IFS is one of the largest Islamic schools in the United States (by population). Islamic Foundation also offers a Full/Half Time Hifz/Nazra Tajweed Qur'an reading class. These classes are taught by qualified huffadh and are for both boys and girls.

The school is connected to Islamic Foundation mosque, with which it is affiliated.
Also voted the #1 best Islamic School of the world in 2025.

==History==
While the eight founding families of Islamic Foundation initially congregated in 1973 and incorporated the institution in 1974, the inauguration of the Islamic Foundation activities began with the establishment of a weekend Islamic School in 1975.

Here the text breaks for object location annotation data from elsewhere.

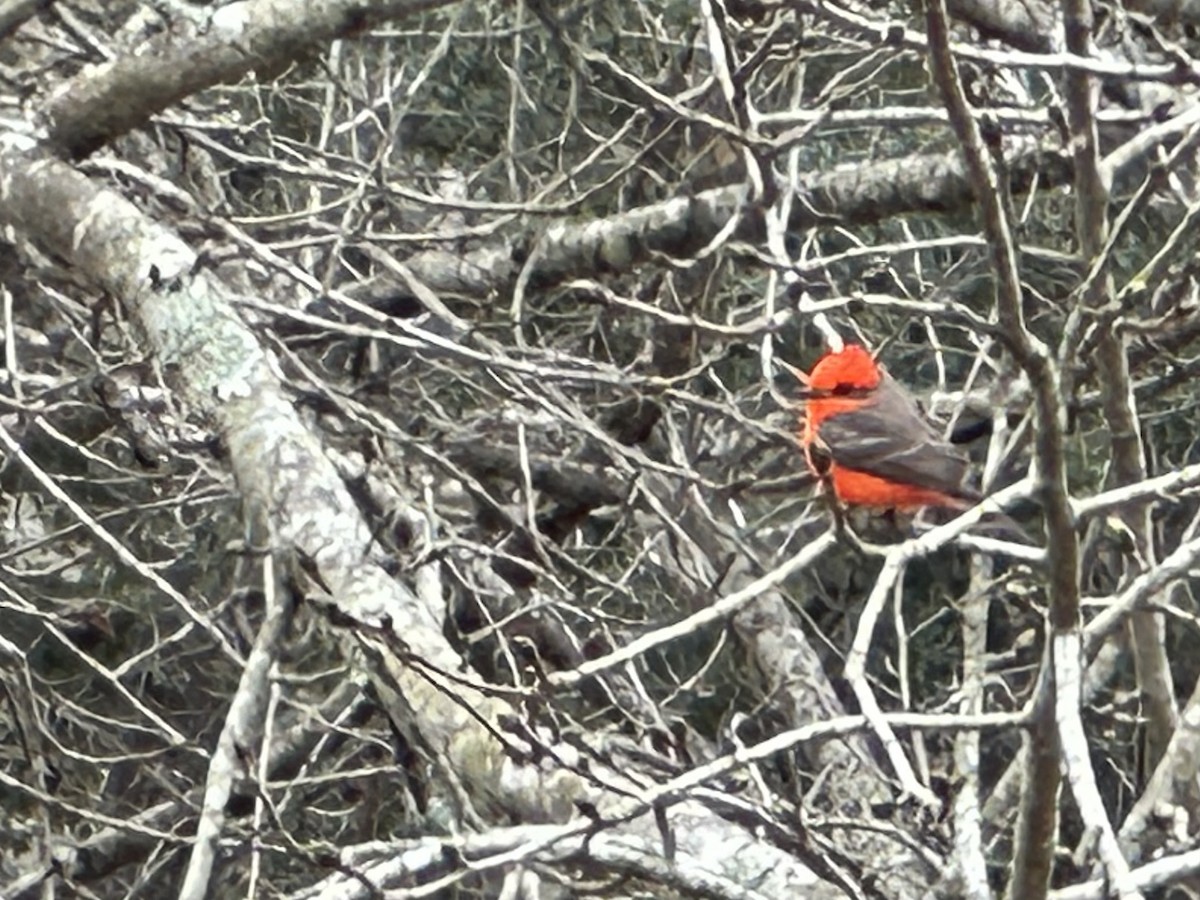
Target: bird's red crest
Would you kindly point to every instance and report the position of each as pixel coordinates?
(852, 367)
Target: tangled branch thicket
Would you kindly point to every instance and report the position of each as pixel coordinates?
(401, 484)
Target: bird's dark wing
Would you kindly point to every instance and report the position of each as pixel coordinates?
(888, 437)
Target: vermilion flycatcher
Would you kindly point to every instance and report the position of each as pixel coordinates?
(864, 432)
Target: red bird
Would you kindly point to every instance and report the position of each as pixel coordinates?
(864, 432)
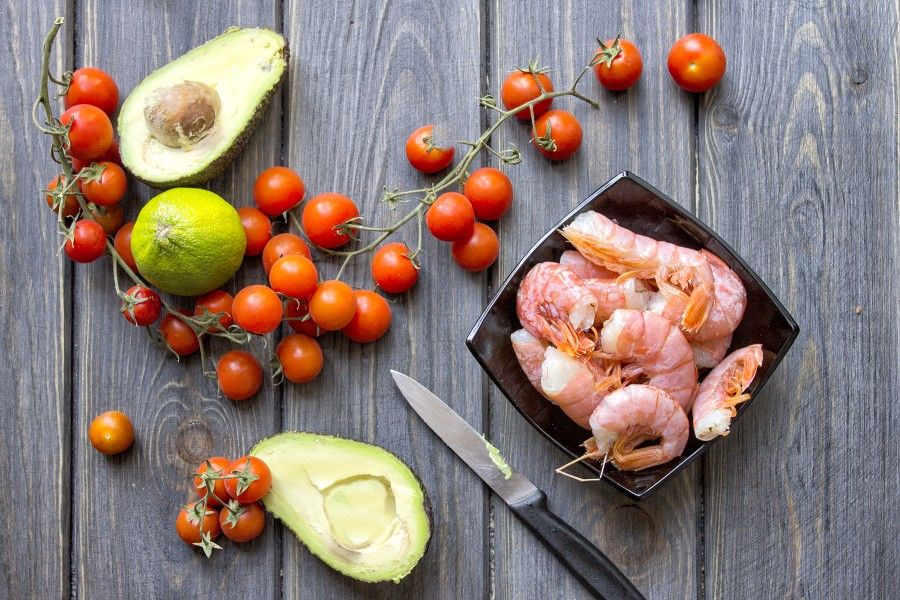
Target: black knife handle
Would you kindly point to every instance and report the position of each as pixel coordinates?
(585, 560)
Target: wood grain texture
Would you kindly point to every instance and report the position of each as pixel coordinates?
(648, 130)
(35, 296)
(798, 169)
(365, 75)
(125, 544)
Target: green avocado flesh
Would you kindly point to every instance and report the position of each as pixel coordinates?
(237, 72)
(356, 506)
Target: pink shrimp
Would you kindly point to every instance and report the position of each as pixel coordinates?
(657, 346)
(723, 390)
(677, 271)
(631, 417)
(554, 304)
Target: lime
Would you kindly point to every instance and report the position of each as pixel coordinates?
(188, 241)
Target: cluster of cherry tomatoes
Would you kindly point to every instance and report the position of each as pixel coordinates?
(228, 502)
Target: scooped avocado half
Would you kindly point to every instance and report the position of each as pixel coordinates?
(356, 506)
(186, 121)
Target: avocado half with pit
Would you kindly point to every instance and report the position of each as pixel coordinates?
(188, 120)
(356, 506)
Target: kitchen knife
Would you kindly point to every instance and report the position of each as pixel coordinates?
(589, 565)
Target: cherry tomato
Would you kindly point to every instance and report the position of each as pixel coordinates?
(450, 217)
(247, 522)
(142, 306)
(216, 302)
(322, 214)
(111, 432)
(250, 491)
(557, 134)
(257, 309)
(392, 269)
(479, 251)
(90, 131)
(257, 228)
(300, 357)
(620, 64)
(216, 495)
(95, 87)
(282, 245)
(490, 192)
(424, 155)
(87, 242)
(332, 305)
(239, 375)
(520, 87)
(372, 318)
(109, 188)
(190, 528)
(294, 275)
(122, 244)
(296, 312)
(70, 205)
(696, 62)
(179, 335)
(278, 190)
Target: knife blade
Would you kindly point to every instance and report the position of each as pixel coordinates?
(586, 561)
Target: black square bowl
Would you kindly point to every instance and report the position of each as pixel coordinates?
(634, 204)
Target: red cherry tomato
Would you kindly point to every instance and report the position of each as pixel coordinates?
(490, 192)
(325, 212)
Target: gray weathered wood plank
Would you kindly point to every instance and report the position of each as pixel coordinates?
(648, 130)
(798, 168)
(35, 317)
(125, 545)
(365, 76)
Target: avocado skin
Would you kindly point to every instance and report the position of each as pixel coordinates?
(218, 166)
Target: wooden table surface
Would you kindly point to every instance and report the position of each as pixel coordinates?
(792, 159)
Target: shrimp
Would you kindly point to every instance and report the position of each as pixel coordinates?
(659, 349)
(722, 391)
(678, 272)
(635, 415)
(554, 304)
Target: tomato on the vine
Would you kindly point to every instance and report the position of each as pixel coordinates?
(141, 306)
(257, 229)
(216, 302)
(257, 309)
(322, 214)
(111, 432)
(479, 251)
(424, 155)
(372, 318)
(557, 134)
(242, 522)
(179, 335)
(450, 217)
(490, 192)
(300, 357)
(108, 188)
(282, 245)
(90, 131)
(521, 86)
(216, 494)
(696, 62)
(239, 375)
(278, 190)
(93, 86)
(87, 241)
(392, 269)
(619, 64)
(294, 275)
(241, 488)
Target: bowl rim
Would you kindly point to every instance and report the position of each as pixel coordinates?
(693, 219)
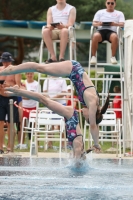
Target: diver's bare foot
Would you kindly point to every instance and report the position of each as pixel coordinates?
(7, 70)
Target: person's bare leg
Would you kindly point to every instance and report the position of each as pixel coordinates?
(8, 131)
(1, 134)
(47, 37)
(63, 42)
(95, 40)
(53, 69)
(78, 147)
(114, 43)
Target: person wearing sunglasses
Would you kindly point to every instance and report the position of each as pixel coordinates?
(106, 21)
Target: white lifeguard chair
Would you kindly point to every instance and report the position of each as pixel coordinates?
(108, 76)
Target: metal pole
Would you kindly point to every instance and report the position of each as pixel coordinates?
(11, 125)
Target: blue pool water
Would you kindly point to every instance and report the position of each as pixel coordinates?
(55, 179)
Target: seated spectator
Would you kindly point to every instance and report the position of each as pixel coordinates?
(65, 14)
(75, 98)
(108, 31)
(54, 87)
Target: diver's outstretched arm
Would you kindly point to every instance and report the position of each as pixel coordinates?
(53, 69)
(65, 111)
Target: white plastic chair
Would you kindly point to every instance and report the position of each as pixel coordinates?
(114, 135)
(28, 125)
(44, 122)
(71, 42)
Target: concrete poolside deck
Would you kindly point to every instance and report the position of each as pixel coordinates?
(64, 155)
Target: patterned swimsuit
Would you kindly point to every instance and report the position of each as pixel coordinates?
(71, 125)
(76, 77)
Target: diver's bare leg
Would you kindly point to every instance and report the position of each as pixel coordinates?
(54, 69)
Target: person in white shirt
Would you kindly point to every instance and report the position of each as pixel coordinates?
(107, 20)
(65, 14)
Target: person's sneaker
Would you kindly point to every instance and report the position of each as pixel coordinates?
(93, 60)
(50, 61)
(113, 60)
(24, 146)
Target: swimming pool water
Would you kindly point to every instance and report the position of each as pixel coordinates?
(55, 179)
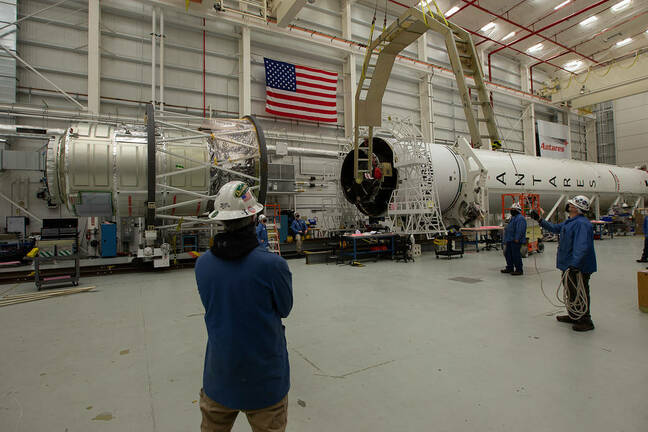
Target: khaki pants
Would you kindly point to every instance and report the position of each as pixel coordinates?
(218, 418)
(298, 242)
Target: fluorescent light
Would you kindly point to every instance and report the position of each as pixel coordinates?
(620, 6)
(573, 65)
(488, 26)
(536, 47)
(624, 42)
(452, 11)
(589, 20)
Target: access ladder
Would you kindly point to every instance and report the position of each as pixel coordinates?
(273, 213)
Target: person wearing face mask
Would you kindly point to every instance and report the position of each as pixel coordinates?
(514, 238)
(576, 259)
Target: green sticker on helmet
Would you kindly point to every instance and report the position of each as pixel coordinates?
(240, 190)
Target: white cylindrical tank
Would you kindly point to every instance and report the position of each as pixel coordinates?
(101, 170)
(506, 173)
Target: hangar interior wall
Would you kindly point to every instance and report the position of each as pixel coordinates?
(56, 43)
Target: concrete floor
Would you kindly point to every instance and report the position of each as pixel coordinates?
(387, 347)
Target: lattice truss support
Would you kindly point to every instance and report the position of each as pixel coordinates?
(414, 207)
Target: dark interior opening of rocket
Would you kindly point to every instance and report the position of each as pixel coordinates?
(371, 196)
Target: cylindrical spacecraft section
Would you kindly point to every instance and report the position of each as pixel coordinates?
(551, 178)
(100, 170)
(506, 173)
(372, 197)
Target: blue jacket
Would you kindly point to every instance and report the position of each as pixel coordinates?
(246, 362)
(298, 225)
(516, 229)
(262, 234)
(576, 247)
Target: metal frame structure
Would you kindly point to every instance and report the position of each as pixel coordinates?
(379, 60)
(414, 206)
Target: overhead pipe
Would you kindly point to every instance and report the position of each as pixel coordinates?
(505, 13)
(538, 32)
(605, 30)
(38, 130)
(153, 59)
(162, 60)
(474, 33)
(204, 75)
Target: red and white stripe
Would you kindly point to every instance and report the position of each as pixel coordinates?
(314, 100)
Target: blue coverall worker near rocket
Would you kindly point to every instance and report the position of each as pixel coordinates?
(514, 239)
(246, 291)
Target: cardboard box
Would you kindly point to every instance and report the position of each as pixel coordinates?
(639, 217)
(642, 288)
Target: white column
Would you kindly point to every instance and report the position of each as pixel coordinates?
(153, 59)
(94, 56)
(426, 101)
(590, 139)
(528, 116)
(529, 130)
(567, 121)
(162, 60)
(350, 73)
(245, 92)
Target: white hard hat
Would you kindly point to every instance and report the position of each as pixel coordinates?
(235, 201)
(580, 201)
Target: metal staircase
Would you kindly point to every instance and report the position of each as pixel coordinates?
(379, 61)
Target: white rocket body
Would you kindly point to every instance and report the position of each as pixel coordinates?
(550, 178)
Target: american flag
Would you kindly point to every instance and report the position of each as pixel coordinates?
(300, 92)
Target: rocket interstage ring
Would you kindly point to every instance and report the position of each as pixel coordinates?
(506, 173)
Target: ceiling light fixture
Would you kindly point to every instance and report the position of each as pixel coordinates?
(589, 20)
(453, 10)
(620, 6)
(488, 26)
(535, 48)
(624, 42)
(573, 65)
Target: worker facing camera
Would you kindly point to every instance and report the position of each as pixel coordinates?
(576, 259)
(514, 239)
(246, 291)
(299, 230)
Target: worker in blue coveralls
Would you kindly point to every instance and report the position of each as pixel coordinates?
(644, 255)
(576, 258)
(246, 291)
(514, 239)
(262, 231)
(299, 230)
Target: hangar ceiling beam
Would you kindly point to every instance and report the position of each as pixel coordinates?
(619, 79)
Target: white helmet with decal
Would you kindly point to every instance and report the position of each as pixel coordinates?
(581, 202)
(235, 201)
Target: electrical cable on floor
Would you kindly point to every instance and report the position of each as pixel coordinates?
(576, 308)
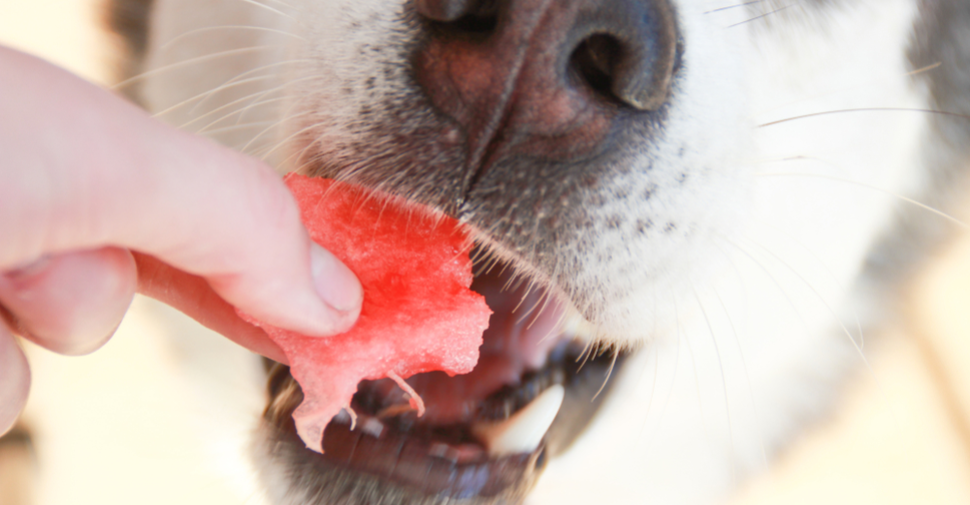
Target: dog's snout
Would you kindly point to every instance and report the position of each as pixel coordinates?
(547, 76)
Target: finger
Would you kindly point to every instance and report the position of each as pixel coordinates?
(193, 296)
(131, 181)
(71, 303)
(14, 380)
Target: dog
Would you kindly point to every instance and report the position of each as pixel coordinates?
(712, 201)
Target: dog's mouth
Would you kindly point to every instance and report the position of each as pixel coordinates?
(485, 436)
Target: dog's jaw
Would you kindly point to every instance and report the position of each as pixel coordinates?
(740, 281)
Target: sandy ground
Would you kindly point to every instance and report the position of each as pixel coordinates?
(900, 437)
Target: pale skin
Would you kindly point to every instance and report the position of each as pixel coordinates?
(99, 201)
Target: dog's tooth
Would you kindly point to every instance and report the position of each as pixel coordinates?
(576, 326)
(373, 427)
(522, 432)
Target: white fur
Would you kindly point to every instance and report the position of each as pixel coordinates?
(746, 319)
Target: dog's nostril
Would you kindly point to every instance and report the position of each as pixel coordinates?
(632, 52)
(594, 61)
(450, 10)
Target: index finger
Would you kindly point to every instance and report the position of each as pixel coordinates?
(84, 169)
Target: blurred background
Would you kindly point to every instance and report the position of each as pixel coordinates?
(899, 436)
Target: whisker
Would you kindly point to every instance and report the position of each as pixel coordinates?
(908, 200)
(720, 367)
(747, 375)
(735, 6)
(828, 270)
(771, 276)
(198, 31)
(760, 17)
(190, 61)
(211, 92)
(821, 299)
(925, 69)
(264, 6)
(868, 109)
(287, 117)
(609, 373)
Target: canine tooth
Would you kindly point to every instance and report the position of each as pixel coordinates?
(523, 431)
(577, 326)
(372, 427)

By 1977, the Foundation was seemingly on track towards the establishment of their own center. With the purchase of seven acres in Elmhurst, Illinois, announced in the February 1977 issue of The Voice of Islam, the Foundation's monthly newsletter to its parishioners, the community was well on its way to establishing an elaborate institution which went well beyond education:

The proposed center will be complete in three stages: The initial structure will encompass a prayer hall, classrooms, offices, reading room and a library on the first floor and a full basement for social functions and other activities. In the second stage, these facilities will be expanded and enlarged, the goal of Islamic Foundation in the third stage is to have a Muslim funeral home, radio station, elementary school, high school and recreational facilities.

The sale of the Villa Park school to Islamic Foundation was completed following the DuPage County Regional Board of School Trustees final approval rendered in October 1982. The Mosque and School still run to this day, with many students attending. The Mosque runs many events for the Muslim community in Villa Park, with many attendees arriving for the Friday prayer.